Park City voters reject first rec bond in more than 20 years
Park City voters rejected a $30 million bond that would have paid for new pickleball courts and an outdoor ice rink. Here's why.
A majority of the bond would have been paid for by second homeowners and businesses, due to higher tax rates.
It would have funded a brand new sports complex in Quinn’s Junction with indoor/outdoor pickleball courts, a Nordic skiing training area, and an outdoor ice sheet. It also would have paid for an expansion of the PC MARC.
According to preliminary election results, more than 55% of residents rejected the bond.
Park City Heights resident Megan McKenna, who works for Mountainlands Community Housing Trust, made a public argument against the bond during a city council meeting in October.
“Initially, I did think it would pass,” McKenna said. “But as time went on, and I talked to more and more people in the community, I kind of got a feeling that some people had some concerns about it.”
McKenna said people she talked to cited concerns about cost of living and said the city could spend the money on more pressing needs, like housing and child care.
“It just didn’t make a lot of sense to invest a lot more in something that we’re already doing a really good job at,” she said.
McKenna said residents also expressed they don’t want to pay for new facilities that will end up being mostly used by non-city residents.
Park City voters passed a $25 million bond in 2016 to purchase Bonanza Flat as open space. Recent data shows the majority of trail users in the area reside in the Salt Lake Valley.
Park City Recreation Director Ken Fisher, who helped organize the projects on the bond, said he was disappointed but respects the voters’ decision.
“Maybe we were too heavily focused on pickleball, maybe it was not enough detail in other areas,” Fisher said. “Certainly there seemed to be a sense of - Park City should be not supplying recreation amenities for people outside of the Park City area.”
Fisher said his team will now be focused on two separate capital projects the city already has $15 million to cover.

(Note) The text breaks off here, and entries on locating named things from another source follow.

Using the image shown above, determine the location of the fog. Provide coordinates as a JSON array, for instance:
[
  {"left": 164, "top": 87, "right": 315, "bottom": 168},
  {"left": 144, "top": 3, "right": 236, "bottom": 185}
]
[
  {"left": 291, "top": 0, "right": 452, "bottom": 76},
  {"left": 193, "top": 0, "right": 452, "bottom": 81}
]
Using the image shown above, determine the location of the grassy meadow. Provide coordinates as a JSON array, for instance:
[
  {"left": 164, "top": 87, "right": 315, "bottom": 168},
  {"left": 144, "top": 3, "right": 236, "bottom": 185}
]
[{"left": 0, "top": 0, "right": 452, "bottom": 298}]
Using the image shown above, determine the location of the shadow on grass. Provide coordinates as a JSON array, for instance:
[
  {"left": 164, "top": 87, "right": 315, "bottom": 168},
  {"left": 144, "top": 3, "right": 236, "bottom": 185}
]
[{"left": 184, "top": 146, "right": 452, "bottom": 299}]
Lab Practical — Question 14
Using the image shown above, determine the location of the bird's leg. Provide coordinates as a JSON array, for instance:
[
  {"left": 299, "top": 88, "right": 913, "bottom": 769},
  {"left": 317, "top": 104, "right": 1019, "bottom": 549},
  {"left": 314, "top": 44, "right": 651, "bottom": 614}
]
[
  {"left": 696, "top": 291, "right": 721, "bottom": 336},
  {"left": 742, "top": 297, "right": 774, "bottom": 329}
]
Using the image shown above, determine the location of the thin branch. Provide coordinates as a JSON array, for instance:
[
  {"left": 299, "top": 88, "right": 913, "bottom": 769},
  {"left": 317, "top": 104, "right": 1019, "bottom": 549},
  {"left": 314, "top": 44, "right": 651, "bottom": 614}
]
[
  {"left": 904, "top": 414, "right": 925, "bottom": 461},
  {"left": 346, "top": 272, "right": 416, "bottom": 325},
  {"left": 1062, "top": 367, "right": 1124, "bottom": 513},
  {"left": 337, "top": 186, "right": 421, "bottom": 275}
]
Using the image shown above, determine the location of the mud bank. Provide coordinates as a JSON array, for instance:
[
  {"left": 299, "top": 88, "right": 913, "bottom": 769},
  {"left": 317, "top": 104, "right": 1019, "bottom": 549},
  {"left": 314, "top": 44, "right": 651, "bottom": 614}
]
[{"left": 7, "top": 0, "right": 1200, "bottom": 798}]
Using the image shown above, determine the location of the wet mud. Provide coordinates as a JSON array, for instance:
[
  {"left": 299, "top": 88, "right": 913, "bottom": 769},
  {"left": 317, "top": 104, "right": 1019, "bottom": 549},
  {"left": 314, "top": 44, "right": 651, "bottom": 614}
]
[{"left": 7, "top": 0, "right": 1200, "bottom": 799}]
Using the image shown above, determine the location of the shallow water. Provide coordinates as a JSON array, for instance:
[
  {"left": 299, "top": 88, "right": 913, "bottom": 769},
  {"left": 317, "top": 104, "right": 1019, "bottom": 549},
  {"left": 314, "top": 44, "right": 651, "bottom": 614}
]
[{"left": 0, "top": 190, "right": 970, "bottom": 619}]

Those include a renovation of the City Park summer camp building and new outdoor aquatic facilities at the PC MARC.
“I don’t look at the bond failure as a referendum on the job that my staff does,” he said. “We continue to try to live up to our mission statement of enriching the lives in the community through exceptional people, programs, and facilities.”
Fisher said the last time a Park City Municipal bond failed was in 2001, when voters rejected a $2 million measure to renovate the Racket Club, which is now the PC MARC.